Le 15, une bande de poissons, de l’espèce des spares, est venue fourmiller autour du radeau. Bien que nos engins de pêche ne soient composés que de longues cordes armées d’un clou recourbé auquel de petits morceaux de viande sèche servent d’amorces, nous prenons un assez grand nombre de ces spares, tant ils sont voraces.

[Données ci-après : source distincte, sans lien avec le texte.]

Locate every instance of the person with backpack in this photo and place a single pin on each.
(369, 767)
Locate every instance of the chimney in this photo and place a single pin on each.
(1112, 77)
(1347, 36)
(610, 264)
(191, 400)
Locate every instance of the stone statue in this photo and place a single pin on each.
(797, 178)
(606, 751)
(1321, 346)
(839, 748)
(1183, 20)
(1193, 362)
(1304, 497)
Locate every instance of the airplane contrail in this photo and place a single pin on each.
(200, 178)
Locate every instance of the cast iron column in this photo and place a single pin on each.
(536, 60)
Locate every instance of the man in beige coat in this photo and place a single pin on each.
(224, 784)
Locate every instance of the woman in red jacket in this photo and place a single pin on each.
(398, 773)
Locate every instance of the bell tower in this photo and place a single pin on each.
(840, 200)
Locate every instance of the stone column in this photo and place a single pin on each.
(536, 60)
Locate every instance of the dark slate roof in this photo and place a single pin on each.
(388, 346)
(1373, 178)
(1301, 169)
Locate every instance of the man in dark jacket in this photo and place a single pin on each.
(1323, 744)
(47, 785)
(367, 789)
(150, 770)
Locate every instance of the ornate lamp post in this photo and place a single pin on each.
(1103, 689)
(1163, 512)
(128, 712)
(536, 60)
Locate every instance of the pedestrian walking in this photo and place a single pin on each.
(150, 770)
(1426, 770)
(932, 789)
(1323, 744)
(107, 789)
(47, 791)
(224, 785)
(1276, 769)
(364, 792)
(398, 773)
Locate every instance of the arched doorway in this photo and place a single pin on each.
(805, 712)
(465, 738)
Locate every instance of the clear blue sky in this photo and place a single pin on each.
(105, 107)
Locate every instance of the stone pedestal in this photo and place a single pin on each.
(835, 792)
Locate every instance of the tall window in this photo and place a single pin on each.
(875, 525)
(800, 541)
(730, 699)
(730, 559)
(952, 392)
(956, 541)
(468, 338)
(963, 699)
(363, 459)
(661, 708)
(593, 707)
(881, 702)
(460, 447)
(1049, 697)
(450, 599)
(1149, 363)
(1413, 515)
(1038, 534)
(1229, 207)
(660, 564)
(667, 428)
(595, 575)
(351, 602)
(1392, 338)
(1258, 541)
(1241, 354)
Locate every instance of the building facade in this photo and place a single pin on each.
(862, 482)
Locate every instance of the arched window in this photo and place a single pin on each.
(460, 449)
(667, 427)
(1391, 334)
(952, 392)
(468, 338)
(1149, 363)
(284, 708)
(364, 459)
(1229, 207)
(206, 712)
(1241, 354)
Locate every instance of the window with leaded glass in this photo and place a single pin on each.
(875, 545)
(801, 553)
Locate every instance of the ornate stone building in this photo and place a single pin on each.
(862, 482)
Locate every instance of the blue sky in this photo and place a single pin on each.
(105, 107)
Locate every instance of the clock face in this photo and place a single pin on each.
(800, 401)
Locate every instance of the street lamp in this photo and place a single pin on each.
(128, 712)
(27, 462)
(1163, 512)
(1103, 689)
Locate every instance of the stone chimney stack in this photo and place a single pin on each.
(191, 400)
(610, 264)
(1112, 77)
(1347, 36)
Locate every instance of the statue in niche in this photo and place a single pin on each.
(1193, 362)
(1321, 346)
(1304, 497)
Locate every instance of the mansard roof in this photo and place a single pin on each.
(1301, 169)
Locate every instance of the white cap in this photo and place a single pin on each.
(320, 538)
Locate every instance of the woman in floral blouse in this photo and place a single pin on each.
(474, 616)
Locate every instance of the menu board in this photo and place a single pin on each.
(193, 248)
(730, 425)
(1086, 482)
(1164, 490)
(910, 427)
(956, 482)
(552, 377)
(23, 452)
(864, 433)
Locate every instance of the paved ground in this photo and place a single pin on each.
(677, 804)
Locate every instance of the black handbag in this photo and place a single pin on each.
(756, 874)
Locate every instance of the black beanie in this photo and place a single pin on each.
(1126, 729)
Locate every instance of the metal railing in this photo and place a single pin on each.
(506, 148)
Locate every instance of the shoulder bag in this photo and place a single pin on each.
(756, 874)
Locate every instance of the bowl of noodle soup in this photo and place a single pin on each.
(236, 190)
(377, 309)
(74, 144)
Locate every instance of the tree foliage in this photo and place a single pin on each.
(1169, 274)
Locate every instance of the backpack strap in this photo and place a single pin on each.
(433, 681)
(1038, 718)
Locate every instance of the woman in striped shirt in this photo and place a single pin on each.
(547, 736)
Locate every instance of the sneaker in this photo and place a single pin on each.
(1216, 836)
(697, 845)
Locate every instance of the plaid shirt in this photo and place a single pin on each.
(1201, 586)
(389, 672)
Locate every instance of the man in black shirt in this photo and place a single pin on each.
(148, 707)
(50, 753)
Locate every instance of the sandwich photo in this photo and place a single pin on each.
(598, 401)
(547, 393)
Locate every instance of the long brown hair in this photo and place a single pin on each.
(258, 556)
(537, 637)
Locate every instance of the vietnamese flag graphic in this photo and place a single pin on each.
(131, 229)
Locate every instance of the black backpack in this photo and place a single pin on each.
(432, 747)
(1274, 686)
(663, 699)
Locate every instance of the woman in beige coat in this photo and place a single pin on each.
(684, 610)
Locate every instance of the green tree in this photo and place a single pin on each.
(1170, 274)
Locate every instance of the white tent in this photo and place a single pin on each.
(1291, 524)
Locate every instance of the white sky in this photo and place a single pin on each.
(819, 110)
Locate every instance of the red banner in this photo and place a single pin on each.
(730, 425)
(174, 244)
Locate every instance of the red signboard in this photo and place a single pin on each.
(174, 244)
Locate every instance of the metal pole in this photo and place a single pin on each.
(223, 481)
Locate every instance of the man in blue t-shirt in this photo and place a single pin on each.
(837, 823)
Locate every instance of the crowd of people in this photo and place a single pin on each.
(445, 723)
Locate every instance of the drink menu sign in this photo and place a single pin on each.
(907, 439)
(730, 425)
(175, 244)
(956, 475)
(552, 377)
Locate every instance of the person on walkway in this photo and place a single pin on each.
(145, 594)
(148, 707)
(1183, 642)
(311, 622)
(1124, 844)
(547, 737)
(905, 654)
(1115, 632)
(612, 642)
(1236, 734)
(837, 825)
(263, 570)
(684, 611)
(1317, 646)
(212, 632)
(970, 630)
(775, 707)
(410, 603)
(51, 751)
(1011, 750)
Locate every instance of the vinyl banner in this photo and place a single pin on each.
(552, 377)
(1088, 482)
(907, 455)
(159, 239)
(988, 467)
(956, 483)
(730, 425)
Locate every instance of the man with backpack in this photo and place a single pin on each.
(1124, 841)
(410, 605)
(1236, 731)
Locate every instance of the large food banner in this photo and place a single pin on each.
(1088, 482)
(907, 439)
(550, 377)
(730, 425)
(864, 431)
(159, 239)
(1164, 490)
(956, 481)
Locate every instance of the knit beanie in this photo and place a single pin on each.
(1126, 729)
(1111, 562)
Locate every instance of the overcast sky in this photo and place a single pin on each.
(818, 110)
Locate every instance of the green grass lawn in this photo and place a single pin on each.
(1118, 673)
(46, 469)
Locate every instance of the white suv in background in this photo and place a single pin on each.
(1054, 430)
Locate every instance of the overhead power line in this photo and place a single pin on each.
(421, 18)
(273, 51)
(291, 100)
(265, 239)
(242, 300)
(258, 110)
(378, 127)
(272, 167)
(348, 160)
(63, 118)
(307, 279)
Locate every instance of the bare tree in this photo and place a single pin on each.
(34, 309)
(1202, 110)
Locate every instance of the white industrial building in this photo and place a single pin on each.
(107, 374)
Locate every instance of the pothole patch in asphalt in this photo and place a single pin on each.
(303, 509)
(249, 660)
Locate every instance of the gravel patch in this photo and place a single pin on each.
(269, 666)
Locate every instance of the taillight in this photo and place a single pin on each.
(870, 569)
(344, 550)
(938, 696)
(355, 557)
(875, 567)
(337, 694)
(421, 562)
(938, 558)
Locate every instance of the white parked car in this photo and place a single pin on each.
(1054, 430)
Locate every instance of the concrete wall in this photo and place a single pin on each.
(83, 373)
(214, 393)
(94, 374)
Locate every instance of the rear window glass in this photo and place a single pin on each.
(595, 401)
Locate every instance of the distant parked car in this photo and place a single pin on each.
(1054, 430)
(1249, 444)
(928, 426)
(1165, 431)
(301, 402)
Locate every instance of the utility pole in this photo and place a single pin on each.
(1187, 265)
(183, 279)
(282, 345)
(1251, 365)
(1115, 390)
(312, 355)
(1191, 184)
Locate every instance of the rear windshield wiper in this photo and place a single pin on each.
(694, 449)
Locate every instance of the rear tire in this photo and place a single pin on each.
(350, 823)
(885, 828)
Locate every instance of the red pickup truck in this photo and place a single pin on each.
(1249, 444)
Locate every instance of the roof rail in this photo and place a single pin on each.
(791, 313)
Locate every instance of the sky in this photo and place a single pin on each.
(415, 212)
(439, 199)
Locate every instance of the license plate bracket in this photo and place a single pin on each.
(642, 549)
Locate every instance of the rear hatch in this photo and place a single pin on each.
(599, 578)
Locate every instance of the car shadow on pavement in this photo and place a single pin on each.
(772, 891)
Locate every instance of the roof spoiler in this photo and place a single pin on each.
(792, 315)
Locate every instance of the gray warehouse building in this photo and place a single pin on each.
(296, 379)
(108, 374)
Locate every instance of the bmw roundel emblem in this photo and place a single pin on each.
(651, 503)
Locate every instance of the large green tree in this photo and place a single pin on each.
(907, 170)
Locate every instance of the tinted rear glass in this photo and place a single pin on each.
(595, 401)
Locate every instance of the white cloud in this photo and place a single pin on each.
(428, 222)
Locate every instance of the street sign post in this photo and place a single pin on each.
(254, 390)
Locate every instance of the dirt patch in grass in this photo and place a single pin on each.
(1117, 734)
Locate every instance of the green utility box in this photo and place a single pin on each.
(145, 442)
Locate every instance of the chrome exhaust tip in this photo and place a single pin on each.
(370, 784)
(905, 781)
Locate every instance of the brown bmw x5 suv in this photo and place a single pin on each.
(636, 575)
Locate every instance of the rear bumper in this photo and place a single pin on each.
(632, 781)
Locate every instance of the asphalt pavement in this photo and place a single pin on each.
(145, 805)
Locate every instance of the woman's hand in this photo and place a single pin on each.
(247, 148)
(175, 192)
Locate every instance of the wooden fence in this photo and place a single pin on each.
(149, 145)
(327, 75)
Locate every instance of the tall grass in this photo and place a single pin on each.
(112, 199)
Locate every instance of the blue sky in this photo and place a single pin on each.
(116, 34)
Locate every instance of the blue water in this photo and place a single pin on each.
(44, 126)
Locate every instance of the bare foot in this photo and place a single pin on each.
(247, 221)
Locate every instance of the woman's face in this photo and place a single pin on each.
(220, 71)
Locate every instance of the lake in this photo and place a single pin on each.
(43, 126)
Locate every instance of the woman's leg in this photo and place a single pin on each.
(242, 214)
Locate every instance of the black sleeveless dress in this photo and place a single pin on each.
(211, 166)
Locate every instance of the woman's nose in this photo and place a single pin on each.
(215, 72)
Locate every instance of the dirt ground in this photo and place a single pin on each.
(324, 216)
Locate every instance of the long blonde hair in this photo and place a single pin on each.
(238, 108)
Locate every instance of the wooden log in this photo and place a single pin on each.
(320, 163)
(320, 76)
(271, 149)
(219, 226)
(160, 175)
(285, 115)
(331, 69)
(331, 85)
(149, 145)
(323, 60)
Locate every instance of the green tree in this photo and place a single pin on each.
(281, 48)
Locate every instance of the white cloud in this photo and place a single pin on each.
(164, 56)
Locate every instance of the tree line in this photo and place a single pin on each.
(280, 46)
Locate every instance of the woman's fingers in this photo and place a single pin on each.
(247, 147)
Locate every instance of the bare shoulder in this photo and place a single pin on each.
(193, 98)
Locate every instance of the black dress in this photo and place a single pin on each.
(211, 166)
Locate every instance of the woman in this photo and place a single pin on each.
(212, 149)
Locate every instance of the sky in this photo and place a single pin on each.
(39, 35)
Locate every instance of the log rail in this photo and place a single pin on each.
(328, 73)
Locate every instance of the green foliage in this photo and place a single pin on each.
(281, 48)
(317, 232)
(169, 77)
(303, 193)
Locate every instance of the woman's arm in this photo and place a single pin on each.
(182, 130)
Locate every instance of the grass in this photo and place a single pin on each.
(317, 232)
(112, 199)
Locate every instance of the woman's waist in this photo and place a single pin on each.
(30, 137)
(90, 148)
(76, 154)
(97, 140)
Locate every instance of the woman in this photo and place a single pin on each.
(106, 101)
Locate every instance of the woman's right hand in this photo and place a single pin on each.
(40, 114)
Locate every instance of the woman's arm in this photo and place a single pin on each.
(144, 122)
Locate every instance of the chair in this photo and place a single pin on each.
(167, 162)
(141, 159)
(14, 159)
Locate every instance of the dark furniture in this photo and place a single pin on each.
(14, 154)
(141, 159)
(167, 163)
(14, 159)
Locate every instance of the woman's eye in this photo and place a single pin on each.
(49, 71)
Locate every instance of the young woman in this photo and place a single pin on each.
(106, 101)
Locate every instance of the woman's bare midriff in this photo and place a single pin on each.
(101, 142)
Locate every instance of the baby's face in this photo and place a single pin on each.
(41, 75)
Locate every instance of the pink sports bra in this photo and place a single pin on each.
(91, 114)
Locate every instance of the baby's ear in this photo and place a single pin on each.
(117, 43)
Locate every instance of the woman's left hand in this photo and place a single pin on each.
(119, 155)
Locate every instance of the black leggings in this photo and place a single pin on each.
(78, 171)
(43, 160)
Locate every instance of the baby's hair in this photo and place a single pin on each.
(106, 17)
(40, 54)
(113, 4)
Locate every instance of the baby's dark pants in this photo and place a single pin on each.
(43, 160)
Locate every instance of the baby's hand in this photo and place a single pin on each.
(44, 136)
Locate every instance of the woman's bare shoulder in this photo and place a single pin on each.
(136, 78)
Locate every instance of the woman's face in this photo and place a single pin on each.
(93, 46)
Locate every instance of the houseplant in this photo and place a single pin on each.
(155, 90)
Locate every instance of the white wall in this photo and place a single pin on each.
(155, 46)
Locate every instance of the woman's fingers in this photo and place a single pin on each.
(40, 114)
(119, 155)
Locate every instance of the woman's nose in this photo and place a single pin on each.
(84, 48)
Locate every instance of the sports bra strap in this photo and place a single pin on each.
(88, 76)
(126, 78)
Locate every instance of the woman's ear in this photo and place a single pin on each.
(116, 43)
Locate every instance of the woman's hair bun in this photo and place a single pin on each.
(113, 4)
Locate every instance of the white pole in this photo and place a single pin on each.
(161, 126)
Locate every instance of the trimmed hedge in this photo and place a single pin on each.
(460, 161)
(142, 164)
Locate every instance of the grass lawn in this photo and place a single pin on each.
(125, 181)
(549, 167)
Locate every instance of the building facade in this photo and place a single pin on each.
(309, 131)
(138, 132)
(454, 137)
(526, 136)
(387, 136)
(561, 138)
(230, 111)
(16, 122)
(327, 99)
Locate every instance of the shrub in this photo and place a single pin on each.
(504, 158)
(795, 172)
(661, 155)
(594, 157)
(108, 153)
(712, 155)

C’est vraiment une pêche miraculeuse, et, ce jour-là, on dirait qu’il y a fête à bord. De ces poissons, les uns ont été grillés, les autres cuits dans l’eau de mer sur un feu de bois allumé à l’avant du radeau. Quel régal ! C’est autant d’économisé sur nos réserves. Ces spares sont si abondants que, pendant deux jours, on en prend près de deux cents livres. Que la pluie vienne à tomber maintenant, et tout sera pour le mieux.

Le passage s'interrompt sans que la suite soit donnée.